A similar trend is unfolding in the UK, where many organisations are rebranding their DEI efforts to avoid attracting political and media scrutiny. Right-wing newspapers like the Sun frequently criticise so-called ‘woke’ business practices and praise organisations that ‘follow Trump’s lead‘ in abandoning DEI initiatives, adding to a climate in which diversity policies are seen as liabilities.
Paul Sesay, founder and CEO of the National Diversity Awards, whose sponsors include Amazon, Auto Trader and HSBC, explains: “It’s rebranded to ‘wellbeing’, ‘belonging’ and ‘culture’. Even with roles, it’s no longer heads of DEI, it’s heads of culture, heads of people, heads of wellbeing.

While the Equality Act and the legal risk of discrimination cases provide a degree of protection against a full-scale rollback in the UK, some companies, particularly those headquartered in the US, have already scaled back their commitments. In April, for example, Barclays scrapped gender and ethnicity targets for its US staff. Previously, managers were expected to consider how promotions and hiring decisions supported the advancement of women and ethnic minorities, groups traditionally underrepresented in the banking industry.
Then again, this is the bank that regularly comes under fire from climate and peace activists for being one of the world’s largest investors in fossil fuels and for its ties to Israel’s military actions in Gaza. So, in that sense, it’s not surprising that the bank would be among the first to roll back DEI initiatives.
Still, it’s not all bad news. In response to the backlash, some organisations and trade bodies are doubling down on their commitment to diversity.
Richard Atkinson, president of the Law Society, acknowledged that “the current climate in the United States has made diversity and inclusion work increasingly difficult,” but confirmed that the Society would remain “wholeheartedly committed” to building a more inclusive legal profession.
UK Finance, representing the banking and financial services industry, echoed this, calling diversity “a driver for economic success.” Likewise, the Local Government Association maintained that the case for DEI remains “compelling.”
Seeping into advertising
But despite some resistance, the DEI backlash is seeping into other areas of business life as well. In advertising, for example, brands are increasingly scaling back or abandoning socially-driven campaigns under pressure from anti-DEI sentiment.
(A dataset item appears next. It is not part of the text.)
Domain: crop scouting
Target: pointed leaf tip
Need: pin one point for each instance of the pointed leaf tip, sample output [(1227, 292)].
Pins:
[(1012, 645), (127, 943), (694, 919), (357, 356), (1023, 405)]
During this year’s Super Bowl, American audiences saw a throwback to a bygone era, reviving its once-abandoned “burgers and bikinis” campaign, complete with scantily clad women. The brand had ditched the approach in 2017 but now appears to be leaning into a more provocative, nostalgia-driven style amid shifting cultural winds.
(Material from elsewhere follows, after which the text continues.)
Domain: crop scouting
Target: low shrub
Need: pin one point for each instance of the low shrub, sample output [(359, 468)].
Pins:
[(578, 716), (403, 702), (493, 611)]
Polly Shute, founder of Out & Wild, Britain’s largest LGBT+ festival, and a former board member of Pride in London, observes that corporate sponsorship has noticeably cooled.
In 2017, Pride “was turning brands away as they did not meet criteria,” Shute told the FT, but “it’s very different now”. She informs how some brands and companies had stopped changing their logos to Pride colours on social media such as LinkedIn. In the UK, these include firms that have extensive operations in the US such as WPP, Linklaters and Freshfields.
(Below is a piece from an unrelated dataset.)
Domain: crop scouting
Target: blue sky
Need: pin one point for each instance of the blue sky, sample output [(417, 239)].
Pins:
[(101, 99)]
As America’s culture wars continue to wash up on British shores, with Farage riding the wave with a trumpet, business leaders would do well to ignore the theatrics. DEI isn’t about ticking boxes, it’s about building stronger, more resilient organisations with a strategic advantage.
But as it’s the last Right-Wing Watch for a while, let’s end on an optimistic note. The attack on EDI is part of a false narrative which seeks to relocate responsibility for people’s disquiet with the modern world away from where it belongs – with neo-liberalism and years of poor politics. There is no evidence that the political obsession with EDI policies resonates with people outside the weird and not so wonderful world of Farage, Reform, and those who like parading their prejudices on social media. For most people, we live in a diverse world and that should be reflected in the companies we deal with. The trouble with Farage et al, is not that they are right, or on this subject have much appeal, but that they are so very noisy.